2. The CentOS community is simply not mature enough to take on the role Fedora does in any meaningful capacity. We already know that this is a problem even with Fedora EPEL, and I strongly believe the issue would be massively magnified if those transitioned to the CentOS Project. The CentOS community is largely a user community that takes and does not give back much, if at all. I've experienced variations of this issue when people (even from Red Hat!) have done finger-pointing to *me* with my packages in EPEL without any acknowledgement that they could have helped. It's depressing that even some Red Hatters consider EPEL not worth contributing to, but still worth being upset about.
3. Today, the CentOS Project is (sadly) a community project in a very superficial sense. Aside from the Virt SIG's Xen subgroup, all SIGs are basically Red Hat product teams, with varying degrees of allowances for community contributions. The community processes within CentOS are mostly nonfunctional because they've had no reason to develop it. There has been very little community development for CentOS. Even with Fermilab and CERN shutting down Scientific Linux, I haven't seen anything from those people coming "into the fold". There's been no outreach or collaboration with other CentOS based derivatives, commercial or otherwise. The private discussions I've had on the matter seem to indicate that there's still ambivalence, if not outright antipathy and hostility toward the broader ecosystem of CentOS derivatives.

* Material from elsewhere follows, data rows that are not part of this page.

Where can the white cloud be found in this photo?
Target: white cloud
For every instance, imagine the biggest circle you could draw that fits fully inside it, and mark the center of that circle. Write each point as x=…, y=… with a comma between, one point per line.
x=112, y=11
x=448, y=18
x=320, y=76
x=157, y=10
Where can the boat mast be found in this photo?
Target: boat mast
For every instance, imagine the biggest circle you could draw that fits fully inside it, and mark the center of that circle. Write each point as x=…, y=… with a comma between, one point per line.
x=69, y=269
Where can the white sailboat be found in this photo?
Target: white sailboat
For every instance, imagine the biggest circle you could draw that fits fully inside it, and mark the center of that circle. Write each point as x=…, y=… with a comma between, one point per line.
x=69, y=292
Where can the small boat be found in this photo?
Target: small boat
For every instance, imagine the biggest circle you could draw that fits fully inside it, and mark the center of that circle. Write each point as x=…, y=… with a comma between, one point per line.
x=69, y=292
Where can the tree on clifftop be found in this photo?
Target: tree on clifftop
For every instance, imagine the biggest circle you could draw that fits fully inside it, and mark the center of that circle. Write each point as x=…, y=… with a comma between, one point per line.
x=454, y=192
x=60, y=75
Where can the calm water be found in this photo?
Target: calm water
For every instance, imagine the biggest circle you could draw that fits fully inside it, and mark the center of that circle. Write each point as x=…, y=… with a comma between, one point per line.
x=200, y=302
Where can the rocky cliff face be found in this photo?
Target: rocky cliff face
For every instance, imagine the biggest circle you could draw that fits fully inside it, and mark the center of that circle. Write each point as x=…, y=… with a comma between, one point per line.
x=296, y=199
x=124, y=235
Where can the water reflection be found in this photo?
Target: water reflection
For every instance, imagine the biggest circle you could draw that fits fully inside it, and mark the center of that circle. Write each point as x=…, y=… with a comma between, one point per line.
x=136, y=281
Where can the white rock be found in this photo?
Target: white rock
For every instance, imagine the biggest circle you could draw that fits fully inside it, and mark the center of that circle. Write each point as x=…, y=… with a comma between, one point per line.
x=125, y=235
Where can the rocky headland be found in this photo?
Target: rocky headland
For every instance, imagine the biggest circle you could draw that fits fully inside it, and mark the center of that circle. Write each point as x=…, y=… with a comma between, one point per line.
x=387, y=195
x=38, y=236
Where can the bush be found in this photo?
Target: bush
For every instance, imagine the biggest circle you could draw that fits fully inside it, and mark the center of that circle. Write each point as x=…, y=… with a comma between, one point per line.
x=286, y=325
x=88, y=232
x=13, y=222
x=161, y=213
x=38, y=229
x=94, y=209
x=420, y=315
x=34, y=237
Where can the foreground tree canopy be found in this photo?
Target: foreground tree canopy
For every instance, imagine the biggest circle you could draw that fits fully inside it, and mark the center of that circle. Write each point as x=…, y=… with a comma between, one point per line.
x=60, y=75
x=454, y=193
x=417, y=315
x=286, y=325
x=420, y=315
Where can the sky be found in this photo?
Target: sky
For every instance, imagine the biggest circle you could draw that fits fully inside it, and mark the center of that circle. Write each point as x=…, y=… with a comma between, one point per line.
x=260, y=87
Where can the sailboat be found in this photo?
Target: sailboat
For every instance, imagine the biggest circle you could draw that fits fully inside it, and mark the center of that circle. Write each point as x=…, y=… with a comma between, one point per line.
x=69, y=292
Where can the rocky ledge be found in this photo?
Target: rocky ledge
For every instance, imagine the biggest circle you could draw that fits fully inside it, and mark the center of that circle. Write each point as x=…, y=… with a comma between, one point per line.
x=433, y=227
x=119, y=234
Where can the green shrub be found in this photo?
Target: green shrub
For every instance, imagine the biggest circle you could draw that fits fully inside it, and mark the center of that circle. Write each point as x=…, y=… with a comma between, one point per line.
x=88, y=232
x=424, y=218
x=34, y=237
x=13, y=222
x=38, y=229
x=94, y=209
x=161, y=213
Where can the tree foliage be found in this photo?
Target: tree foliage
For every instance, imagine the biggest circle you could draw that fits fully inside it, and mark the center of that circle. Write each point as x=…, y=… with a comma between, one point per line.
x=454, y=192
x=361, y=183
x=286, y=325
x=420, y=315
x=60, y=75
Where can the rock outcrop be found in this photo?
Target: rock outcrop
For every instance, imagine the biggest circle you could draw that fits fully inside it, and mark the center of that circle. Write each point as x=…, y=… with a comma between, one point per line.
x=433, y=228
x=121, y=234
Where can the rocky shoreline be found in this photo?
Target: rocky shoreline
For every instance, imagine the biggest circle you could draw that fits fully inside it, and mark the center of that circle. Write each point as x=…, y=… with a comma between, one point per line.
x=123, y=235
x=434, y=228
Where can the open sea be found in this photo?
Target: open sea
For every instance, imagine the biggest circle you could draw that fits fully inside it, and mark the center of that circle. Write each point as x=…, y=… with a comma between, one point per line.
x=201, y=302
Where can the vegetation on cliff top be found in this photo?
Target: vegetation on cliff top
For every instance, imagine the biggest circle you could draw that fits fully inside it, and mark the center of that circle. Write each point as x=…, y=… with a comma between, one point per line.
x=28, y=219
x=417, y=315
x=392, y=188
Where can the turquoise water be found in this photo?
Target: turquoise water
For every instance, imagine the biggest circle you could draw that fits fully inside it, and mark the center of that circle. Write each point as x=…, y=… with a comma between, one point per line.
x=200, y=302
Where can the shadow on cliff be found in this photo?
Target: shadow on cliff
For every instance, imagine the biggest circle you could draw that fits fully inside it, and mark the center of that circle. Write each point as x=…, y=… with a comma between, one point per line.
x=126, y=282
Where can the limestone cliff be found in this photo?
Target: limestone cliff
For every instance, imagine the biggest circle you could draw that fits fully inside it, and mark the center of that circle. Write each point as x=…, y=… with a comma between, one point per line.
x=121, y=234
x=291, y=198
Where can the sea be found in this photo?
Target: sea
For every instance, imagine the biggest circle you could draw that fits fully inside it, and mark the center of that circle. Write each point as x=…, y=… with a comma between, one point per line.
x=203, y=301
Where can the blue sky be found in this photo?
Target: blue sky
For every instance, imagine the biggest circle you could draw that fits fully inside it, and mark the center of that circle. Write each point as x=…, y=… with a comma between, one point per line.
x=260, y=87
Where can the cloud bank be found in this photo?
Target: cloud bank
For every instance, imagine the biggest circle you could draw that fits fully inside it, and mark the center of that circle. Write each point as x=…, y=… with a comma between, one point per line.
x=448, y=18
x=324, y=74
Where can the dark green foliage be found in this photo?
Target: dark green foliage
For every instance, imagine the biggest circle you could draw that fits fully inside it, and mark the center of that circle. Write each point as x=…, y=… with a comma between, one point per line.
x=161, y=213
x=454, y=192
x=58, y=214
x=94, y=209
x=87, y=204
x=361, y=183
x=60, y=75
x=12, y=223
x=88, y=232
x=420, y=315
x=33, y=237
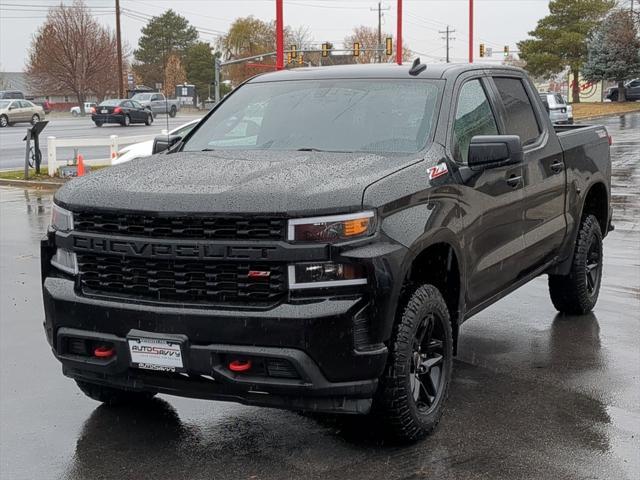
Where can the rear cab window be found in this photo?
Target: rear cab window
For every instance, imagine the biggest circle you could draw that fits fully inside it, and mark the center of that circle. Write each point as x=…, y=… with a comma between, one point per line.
x=520, y=118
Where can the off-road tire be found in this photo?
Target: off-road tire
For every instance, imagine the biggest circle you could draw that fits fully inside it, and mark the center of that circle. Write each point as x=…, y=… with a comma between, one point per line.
x=394, y=403
x=572, y=293
x=113, y=396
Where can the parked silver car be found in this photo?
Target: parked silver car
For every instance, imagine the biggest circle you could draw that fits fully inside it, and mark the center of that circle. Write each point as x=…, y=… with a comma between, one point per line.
x=17, y=111
x=556, y=106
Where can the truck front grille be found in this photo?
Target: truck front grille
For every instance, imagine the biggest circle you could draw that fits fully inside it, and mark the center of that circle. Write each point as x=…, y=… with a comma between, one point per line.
x=188, y=281
x=218, y=228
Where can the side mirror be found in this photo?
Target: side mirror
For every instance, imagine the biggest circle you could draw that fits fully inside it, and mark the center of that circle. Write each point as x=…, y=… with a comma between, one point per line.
x=164, y=142
x=488, y=151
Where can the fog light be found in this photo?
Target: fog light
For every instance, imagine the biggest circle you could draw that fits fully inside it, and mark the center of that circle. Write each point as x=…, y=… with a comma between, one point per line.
x=66, y=261
x=318, y=275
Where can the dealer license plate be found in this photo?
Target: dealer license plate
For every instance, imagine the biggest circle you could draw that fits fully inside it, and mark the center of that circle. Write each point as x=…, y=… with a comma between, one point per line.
x=156, y=354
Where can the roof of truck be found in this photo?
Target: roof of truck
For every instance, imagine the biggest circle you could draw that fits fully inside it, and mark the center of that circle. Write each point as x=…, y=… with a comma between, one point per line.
x=377, y=70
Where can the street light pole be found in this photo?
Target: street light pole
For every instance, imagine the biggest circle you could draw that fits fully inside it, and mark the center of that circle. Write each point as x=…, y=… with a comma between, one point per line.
x=119, y=52
x=470, y=31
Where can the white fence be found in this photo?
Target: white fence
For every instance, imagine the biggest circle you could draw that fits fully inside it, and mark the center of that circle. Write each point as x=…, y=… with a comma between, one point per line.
x=114, y=142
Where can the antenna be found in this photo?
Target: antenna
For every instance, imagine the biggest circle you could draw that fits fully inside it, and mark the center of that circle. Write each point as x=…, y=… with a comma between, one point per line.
x=417, y=68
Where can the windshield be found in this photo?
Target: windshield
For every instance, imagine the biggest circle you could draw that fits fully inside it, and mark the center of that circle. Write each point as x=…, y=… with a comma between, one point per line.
x=110, y=103
x=325, y=115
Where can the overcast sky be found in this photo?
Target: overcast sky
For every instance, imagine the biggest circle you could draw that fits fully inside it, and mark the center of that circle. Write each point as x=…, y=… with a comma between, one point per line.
x=498, y=22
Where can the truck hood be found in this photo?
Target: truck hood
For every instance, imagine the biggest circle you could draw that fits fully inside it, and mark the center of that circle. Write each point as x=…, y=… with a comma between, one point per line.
x=233, y=182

What I'm more concerned about is that if you eliminate Fedora from any meaningful server based development, you strip all the opportunities for people to iterate on server-oriented changes before they go into rhel-rawhide and push into CentOS Stream. You also essentially kneecap any motivation for other things related to server environments to iterate faster (such as language stacks that are heavily used for web service software) because you've eliminated the major ability for that to ship to users and contributors. It also further accelerates a trend that I think we need to reverse where people consider Fedora unacceptable for server roles. If anything, Fedora is a lot better at being used for servers then it was five years ago. I've personally *stopped* using CentOS for servers because Fedora has gotten so good at it. Upgrades are a breeze and stuff generally works. When it doesn't, it's fixable! That last part is key. With CentOS, it's not, because it has to bounce back into Red Hat first. And Red Hat doesn't really care about issues discovered by CentOS users, and there are no "CentOS developers".
So, what this long email is actually saying is that I think it's an interesting idea to bring the two projects together, but eliminating aspects of Fedora in favor of CentOS is premature because CentOS has not actually developed as a community project. Maybe it's worth revisiting after six years of actual community development?